Okay... newbie rabbit raiser question.

Do you have to trim your rabbits nails?

No where in any of my readings did I come across that topic.  I've done dog and cat nails... so I'm not afraid... but my bunnies don't like to be picked up.

Hmm... I have Amer.Chinchilla/'d'Argent/Black NZ crosses.

Cheers!


----------



## Lizzie098 (May 17, 2011)

rickerra said:
			
		

> Okay... newbie rabbit raiser question.
> 
> Do you have to trim your rabbits nails?
> 
> ...


I would say no. I never needed to, and when we take our bunnies to the fair they always say NOT to clip their nails!  But I have done it before, I had a bunny that I really liked to hold, and her naills hurt on my lap, so I clipped them.
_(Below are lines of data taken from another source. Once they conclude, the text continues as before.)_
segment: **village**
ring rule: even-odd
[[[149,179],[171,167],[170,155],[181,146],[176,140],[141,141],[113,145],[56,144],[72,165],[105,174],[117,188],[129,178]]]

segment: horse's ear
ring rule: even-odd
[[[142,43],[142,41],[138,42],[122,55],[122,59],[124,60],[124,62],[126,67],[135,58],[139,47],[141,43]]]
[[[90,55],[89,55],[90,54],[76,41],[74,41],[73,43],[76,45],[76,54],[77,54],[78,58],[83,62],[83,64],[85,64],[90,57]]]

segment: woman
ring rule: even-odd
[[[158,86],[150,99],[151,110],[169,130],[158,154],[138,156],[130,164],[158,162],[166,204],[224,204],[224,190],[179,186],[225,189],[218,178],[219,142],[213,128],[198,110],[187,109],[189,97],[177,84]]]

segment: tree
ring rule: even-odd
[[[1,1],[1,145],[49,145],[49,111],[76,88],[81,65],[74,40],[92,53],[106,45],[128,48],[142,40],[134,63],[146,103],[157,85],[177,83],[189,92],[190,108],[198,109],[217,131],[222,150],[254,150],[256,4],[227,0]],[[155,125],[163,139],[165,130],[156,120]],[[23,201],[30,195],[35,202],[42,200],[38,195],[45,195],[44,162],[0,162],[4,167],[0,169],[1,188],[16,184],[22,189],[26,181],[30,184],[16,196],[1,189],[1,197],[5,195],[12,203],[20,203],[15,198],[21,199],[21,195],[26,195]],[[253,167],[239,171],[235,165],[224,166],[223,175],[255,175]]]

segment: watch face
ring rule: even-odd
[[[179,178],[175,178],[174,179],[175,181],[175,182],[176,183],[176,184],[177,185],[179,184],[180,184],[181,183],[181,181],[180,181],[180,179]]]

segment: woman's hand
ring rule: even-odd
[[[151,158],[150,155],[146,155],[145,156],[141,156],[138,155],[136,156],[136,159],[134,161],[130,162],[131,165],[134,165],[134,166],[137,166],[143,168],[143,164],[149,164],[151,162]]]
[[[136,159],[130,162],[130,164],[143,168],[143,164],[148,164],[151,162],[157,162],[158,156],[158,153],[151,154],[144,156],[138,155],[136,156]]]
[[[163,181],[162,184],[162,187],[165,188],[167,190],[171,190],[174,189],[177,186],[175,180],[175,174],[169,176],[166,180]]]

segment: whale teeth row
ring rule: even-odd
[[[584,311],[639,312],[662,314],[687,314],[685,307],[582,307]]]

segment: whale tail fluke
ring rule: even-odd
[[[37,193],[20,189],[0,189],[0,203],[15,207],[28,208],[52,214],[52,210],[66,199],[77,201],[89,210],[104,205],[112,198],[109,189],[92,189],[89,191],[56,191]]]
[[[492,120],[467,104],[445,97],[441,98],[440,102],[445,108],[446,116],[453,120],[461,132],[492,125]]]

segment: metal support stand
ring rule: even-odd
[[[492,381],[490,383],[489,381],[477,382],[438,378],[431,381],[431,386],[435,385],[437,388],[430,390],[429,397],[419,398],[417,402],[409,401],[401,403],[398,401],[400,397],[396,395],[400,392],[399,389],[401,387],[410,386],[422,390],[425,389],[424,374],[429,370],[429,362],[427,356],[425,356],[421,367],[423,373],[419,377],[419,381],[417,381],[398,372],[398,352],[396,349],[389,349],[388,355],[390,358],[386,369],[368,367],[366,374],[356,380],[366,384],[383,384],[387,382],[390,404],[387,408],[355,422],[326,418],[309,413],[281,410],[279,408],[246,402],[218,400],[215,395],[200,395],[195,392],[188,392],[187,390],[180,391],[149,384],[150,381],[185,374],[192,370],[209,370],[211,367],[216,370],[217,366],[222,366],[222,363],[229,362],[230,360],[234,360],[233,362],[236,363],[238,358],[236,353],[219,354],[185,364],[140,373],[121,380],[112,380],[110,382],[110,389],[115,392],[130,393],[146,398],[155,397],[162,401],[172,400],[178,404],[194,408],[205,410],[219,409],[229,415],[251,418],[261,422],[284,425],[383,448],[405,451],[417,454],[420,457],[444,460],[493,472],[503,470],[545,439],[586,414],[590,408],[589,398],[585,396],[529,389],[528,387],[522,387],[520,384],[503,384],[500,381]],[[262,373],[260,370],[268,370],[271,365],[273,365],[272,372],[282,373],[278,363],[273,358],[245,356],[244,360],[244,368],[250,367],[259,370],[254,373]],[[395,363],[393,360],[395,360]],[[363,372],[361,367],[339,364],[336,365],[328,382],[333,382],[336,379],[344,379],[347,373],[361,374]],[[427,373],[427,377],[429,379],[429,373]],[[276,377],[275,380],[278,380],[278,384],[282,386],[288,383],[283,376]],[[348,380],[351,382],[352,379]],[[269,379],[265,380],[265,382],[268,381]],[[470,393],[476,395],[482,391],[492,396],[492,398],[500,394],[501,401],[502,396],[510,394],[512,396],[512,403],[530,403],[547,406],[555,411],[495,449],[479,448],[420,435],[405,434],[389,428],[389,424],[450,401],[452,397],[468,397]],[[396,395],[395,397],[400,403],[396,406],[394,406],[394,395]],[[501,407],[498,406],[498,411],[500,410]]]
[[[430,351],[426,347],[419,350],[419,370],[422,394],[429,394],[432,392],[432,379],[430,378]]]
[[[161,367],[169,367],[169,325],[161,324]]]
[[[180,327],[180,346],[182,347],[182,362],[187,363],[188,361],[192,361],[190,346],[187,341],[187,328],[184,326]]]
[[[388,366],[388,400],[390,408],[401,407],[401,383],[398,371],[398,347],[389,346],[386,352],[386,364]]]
But other than that I really had no reason to do it.

Just my bit of advice!


----------



## dewey (May 17, 2011)

rickerra said:
			
		

> Okay... newbie rabbit raiser question.
> 
> Do you have to trim your rabbits nails?
> 
> ...


I have to trim mine regularly (NZW & Cali's).  It's not something that I can say I enjoy, but I do have to do it.  Some of mine can be cradled belly up easy enough for it, but others that are harder to handle I gently scruff mid back with support and then "hypnotize" them once on the table to accomplish the deed (kinda like hypno on chickens but done differently).  There's other constraint methods but these work best for me.


----------



## harleybabe (May 18, 2011)

UPDATE!

THIS BUNNIES NAILS WERE SO LONG ! 2 of her nails had curled around and were digging into her FEET!!  It was SO sad.  She HAD to be in pain!!

I cradled her and used the kitty clippers and just took the very tips off, maybe 1/8th of the growth. Checked the nail to be sure it still looked "dead" and not live, and then repeatd.  The two curled one were hard and she was NOT happy when i did it, but boy o boy she hopped around happy when i was done!

I will give her a couple days and trim them a bit more.


----------



## Lizzie098 (May 18, 2011)

Oh wow I have never heard of that! I have had Californians, Lops, jerseys, and many more, but I have never had to clip any of them!! Well I'm glad it all turned out for you!!!


----------



## woodleighcreek (May 18, 2011)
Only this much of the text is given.